Kenyan musician and singer

Suzanna Owiyo (born May 10, 1975) is a Kenyan musician and singer. She is a United Nations Environment Programme (UNEP) Goodwill ambassador and she was awarded the Order of the Grand Warrior of Kenya Award in 2011.

== Life ==
Owíyo was born in Kasaye village, Nyakach in 1975 in Kisumu County. She has a Luo heritage. Her grandfather who played the Nyatiti introduced her to music.

In 2004 she was in Oslo where she performed as part of that year's Nobel Peace Prize Concert for Wangari Maathai.

In 2006, Owiyo collaborated with Congolese singer Mbilia Bel on the single "Kokoka", which earned them a nomination for Best Collaboration at the 7th edition of Kisima Music Awards. In 2008 she sang at the Nelson Mandela 90th Birthday Tribute in London and she was then in Spain at WOMEX in Seville. In 2009 she was at a Mandela Fete in the Radio City Hall performing for 70,000 and a TV audience of 50m people. She joined in as the invited stars sang "Happy Birthday" to Mandela with Stevie Wonder playing the piano.

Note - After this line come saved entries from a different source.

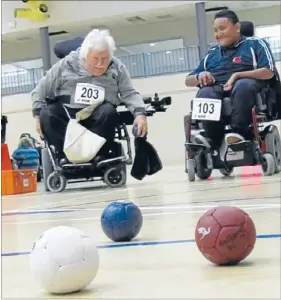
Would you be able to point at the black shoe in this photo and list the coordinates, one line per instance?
(64, 161)
(200, 139)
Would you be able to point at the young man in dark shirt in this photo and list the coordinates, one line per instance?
(238, 67)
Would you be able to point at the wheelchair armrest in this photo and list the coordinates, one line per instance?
(147, 100)
(226, 107)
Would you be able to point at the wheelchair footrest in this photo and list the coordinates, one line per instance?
(241, 146)
(119, 159)
(193, 148)
(72, 165)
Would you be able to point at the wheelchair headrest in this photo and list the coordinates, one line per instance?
(247, 28)
(63, 48)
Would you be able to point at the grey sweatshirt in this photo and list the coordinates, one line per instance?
(62, 78)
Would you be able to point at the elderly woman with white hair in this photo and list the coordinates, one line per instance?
(89, 74)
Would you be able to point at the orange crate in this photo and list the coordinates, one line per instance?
(18, 182)
(5, 158)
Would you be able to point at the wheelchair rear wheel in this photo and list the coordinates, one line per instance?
(268, 164)
(115, 176)
(47, 167)
(273, 145)
(190, 169)
(201, 166)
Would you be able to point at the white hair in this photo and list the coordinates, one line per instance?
(97, 40)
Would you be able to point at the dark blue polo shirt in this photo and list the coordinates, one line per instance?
(248, 54)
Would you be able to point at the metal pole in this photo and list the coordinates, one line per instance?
(45, 48)
(201, 28)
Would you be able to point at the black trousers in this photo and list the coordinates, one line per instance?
(243, 98)
(54, 120)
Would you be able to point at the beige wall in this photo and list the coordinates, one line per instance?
(139, 33)
(165, 129)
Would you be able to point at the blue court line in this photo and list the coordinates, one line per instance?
(50, 211)
(149, 243)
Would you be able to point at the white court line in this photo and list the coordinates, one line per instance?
(92, 193)
(144, 215)
(154, 207)
(136, 187)
(86, 195)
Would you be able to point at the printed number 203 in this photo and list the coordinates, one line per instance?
(90, 93)
(206, 108)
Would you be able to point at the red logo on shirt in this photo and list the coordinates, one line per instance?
(237, 60)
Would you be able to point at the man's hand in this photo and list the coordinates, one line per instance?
(38, 126)
(205, 79)
(141, 124)
(230, 83)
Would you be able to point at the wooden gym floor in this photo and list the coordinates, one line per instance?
(164, 261)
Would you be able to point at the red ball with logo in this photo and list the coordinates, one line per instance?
(225, 235)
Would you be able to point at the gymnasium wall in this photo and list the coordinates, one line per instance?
(165, 129)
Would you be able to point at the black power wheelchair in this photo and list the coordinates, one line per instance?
(112, 170)
(264, 149)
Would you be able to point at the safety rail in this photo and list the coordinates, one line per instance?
(139, 66)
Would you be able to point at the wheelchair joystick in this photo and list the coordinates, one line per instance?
(135, 131)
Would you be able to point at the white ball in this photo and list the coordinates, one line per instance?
(64, 260)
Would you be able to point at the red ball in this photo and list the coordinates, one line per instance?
(225, 235)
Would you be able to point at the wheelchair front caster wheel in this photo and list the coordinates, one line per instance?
(226, 172)
(191, 170)
(43, 8)
(268, 164)
(56, 183)
(115, 176)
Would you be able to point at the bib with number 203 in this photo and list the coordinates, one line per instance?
(88, 94)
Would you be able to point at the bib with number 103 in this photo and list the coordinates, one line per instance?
(206, 109)
(88, 94)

In 2010 she was nominated for the Radio France International's Découvertes 2010 award. She is a Goodwill ambassador for the United Nations Environment Programme and she was awarded the Order of the Grand Warrior of Kenya Award in 2011.

==Nyotiti==
She sang and played the guitar until she was reminded of the eight string traditional Nyotiti by the music of Ayub Ogada and Anyango. Her music combines traditional western music and contemporary genres. Her album Yamo Kudho begins with a song that includes music from a Nyotiti and from a Orutu. The Nyotiti was traditionally an instrument played by men but Owiyo and Anyango both became examples to others that women too could play the instrument.